With more races being decided by ever-slimmer margins, like in Florida’s gubernatorial and senate elections, increasing attention is being paid to who can and cannot vote, and how difficult the voting process has become for certain Americans. This midterm election was decided in part by widespread voter suppression, and it’s time for Americans to acknowledge how much partisan maneuvering is to blame.

In this summer’s ruling on Abbott v. Perez, Justices Kennedy, Alito, Thomas, Gorsuch, and Roberts continued to maintain the ridiculous farce that partisan gerrymandering has nothing to do with race. This is outwardly true, as partisan gerrymandering is the manipulation of election districts to protect incumbents and stifle opponents’ power based on party affiliation and an area’s voting record, but it ignores the actual effect of this strategy. In ruling that partisan gerrymandering is acceptable, the majority of the Supreme Court continues to ignore the reality that race plays a major role in American politics, making racial gerrymandering partisan, and, often times, vice versa.

What this ruling fails to acknowledge is that racial and partisan gerrymandering are effectively the same thing. With the overwhelming majority of Black voters (87%) and Latinx voters (63%) usually supporting Democratic candidates, weakening the minority vote is equivalent to targeting Democratic voters, and the reverse holds true as well. If an area is majority left-leaning, one can reason that it is either a racially diverse or overwhelmingly minority area, as the majority of white voters are registered Independents and Republicans. As such, weakening the vote of a political party’s most loyal supporters through partisan gerrymandering has the same effect that weakening a community’s vote through racial gerrymandering would have. Previously, the U.S. Court of Appeals for the 4th Circuit even went so far as to say that “using race as a proxy for party may be an effective way to win an election. But intentionally targeting a particular race’s access to the franchise because its members vote for a particular party, in a predictable manner, constitutes discriminatory purpose.”

Unfortunately, the Supreme Court has made an active decision to ignore historical context in their rulings, particularly where race is involved. It follows the trend seen in the Citizens United ruling, which says that more free speech and not less should be the goal, without considering that enabling corporations to intervene in elections as if they are real people skews campaign finance to reflect the wishes of the mostly white men  in charge of corporations. The decision of the Supreme Court in 2010 that artificial people created on paper should have the same rights as natural people was not only dangerous to our democracy, but a distinct threat to minorities’ civil rights. The Supreme Court’s ruling in Abbott v. Perez is more of the same.

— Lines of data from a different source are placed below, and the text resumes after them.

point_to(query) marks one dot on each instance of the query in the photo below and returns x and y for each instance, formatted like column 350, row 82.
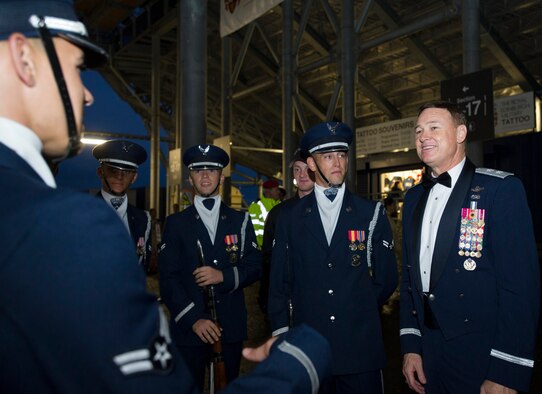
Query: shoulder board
column 492, row 172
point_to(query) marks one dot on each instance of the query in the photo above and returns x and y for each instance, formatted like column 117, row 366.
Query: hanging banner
column 473, row 93
column 386, row 137
column 234, row 14
column 514, row 113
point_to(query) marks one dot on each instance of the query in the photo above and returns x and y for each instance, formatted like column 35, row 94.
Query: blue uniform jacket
column 75, row 316
column 179, row 258
column 499, row 297
column 335, row 289
column 139, row 222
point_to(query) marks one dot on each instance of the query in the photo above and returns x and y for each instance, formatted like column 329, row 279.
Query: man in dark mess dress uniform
column 232, row 262
column 470, row 287
column 119, row 161
column 333, row 261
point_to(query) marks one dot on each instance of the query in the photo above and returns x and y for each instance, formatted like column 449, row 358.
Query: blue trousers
column 198, row 358
column 362, row 383
column 456, row 366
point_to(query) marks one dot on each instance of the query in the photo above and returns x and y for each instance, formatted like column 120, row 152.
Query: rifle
column 217, row 368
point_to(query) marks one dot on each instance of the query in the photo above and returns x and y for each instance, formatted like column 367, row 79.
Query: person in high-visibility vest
column 259, row 209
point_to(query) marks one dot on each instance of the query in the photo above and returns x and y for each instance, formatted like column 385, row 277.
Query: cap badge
column 332, row 129
column 126, row 147
column 203, row 150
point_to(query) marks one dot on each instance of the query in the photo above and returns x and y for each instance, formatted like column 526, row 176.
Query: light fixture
column 92, row 141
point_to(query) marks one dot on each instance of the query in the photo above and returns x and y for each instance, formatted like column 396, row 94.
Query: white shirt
column 28, row 146
column 209, row 218
column 121, row 211
column 436, row 202
column 329, row 210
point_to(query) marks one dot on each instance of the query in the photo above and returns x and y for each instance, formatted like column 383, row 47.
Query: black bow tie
column 444, row 179
column 331, row 193
column 117, row 202
column 209, row 203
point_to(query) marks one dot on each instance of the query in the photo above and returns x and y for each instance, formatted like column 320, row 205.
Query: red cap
column 270, row 183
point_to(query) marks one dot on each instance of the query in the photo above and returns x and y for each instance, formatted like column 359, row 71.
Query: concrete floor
column 258, row 332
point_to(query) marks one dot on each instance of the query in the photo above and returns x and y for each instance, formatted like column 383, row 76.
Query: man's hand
column 206, row 276
column 259, row 353
column 206, row 330
column 489, row 387
column 413, row 372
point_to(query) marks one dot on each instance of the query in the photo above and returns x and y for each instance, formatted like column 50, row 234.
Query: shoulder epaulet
column 492, row 172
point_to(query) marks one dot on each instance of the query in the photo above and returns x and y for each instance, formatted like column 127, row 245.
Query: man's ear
column 23, row 56
column 461, row 133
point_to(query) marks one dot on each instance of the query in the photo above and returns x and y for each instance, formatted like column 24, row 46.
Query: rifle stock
column 217, row 368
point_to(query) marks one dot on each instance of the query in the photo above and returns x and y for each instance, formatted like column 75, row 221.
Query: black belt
column 429, row 319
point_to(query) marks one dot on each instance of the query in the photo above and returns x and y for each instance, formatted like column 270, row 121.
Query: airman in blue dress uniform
column 119, row 161
column 470, row 287
column 75, row 314
column 232, row 262
column 333, row 262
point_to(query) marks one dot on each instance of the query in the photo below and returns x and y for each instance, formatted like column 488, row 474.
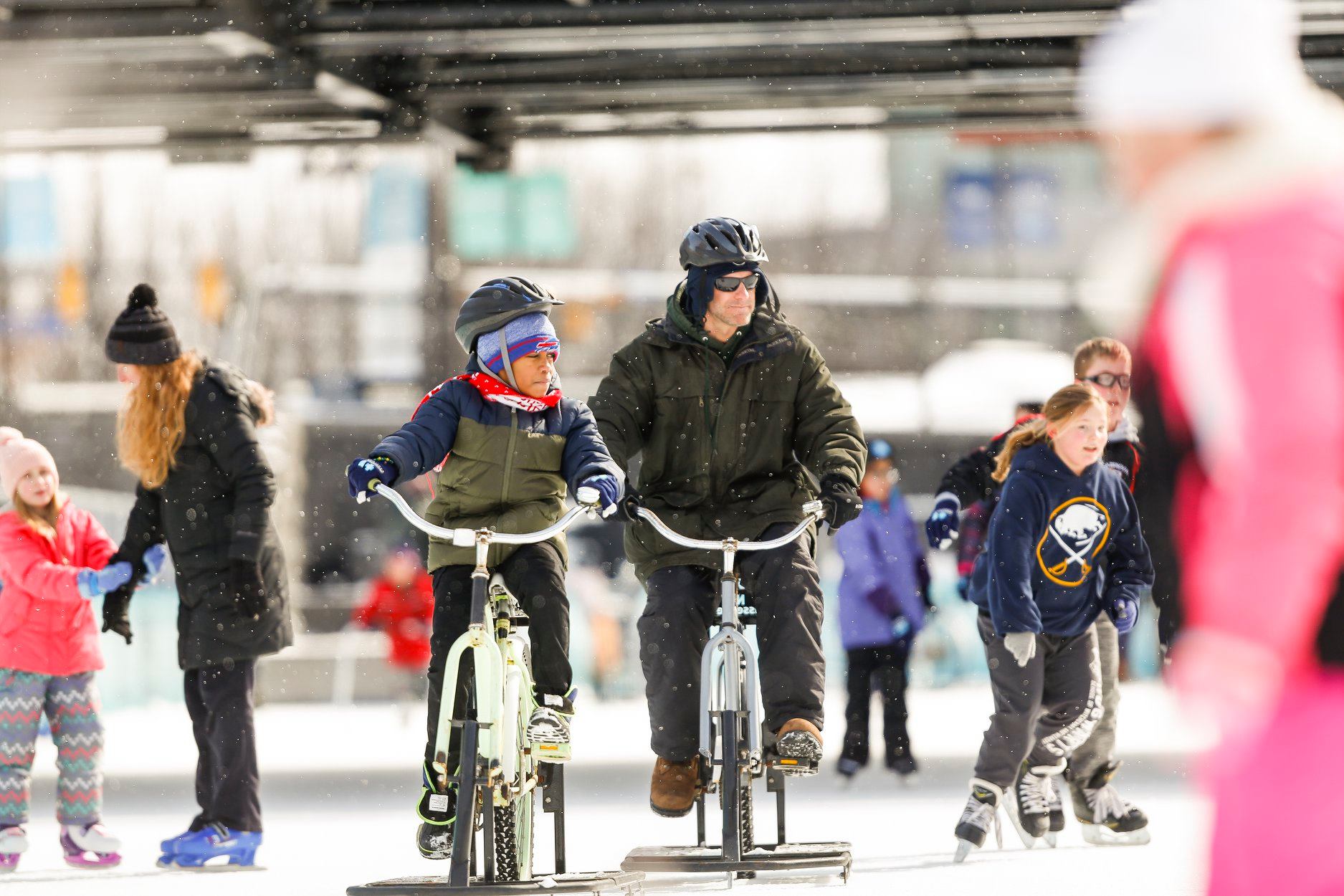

The same can be said for the Court’s decision to ignore the disenfranchisement of Native Americans in North Dakota due to a controversial voter ID law. In October, Justices Roberts, Thomas, Breyer, Sotomayor, Gorsuch, and Alito declined to intervene in a challenge to the state’s new law that would require voters to present ID with a current residential address. The new law would disenfranchise almost one-fifth of the voters, including thousands of Native Americans and tens of thousands of other North Dakotans; about 70,000 North Dakota resident are said to lack the proper identification.

There are real consequences when voting rights aren’t protected. Seven states, including Georgia and Florida, had elections for governors who will influence new congressional district maps. In Georgia’s case, there are so many examples of voter suppression that is this election’s results are unlikely to be pushed under the rug. Should any challenges make their way to the highest court in the country, let’s hope it takes the opportunity to cement access to the ballot box as a right, not a privilege.